Naughty New Friend had a better plan.  Dashing out to the side of the road, she flagged down the first car driven by someone who looked vaguely local, hopped in and demanded they took us to the pub.  Basically we car jacked a granny, so great was our horror of public transport.  Bless the granny, she took us, and I shall never curse a Honda Jazz driver again.

The pub was a mistake.  My last clear memory was the VIC watching us drive off with granny, mouth like a cat's bum (thanks again to St Jilly for another splendid phrase).  After that it is a bit hazy.  There was definitely a heated debate about Scottish independence, which I took part in whole heartedly, despite having forgotten all the clever and rational arguments about why it is a bad idea and thus backing up my anti- independence stance by simply shouting "NO, YOU'RE STUPID".  Luckily everyone else was also very drunk and putting forward equally well reasoned and coherent arguments.

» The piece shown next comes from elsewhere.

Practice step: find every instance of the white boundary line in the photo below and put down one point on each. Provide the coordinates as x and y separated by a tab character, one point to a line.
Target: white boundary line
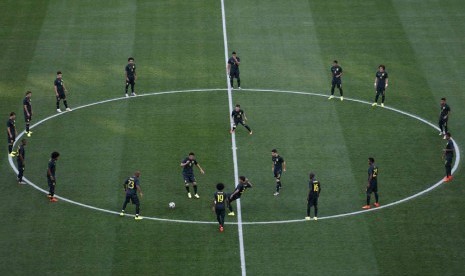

The pub ran out of drink, distressingly early given the fun we were having, but far too late given the hangover I had the next day!

I tottered home, to be found by the DC slumped on the front step, searching through my handbag for my key by the light on my phone.  It is definitely the last time he will ever find me in such a state though- I have bought a little motion activated light for my key. 







1 comment:

  1. Simply brilliant! Would love to see these blogs collected together in a book.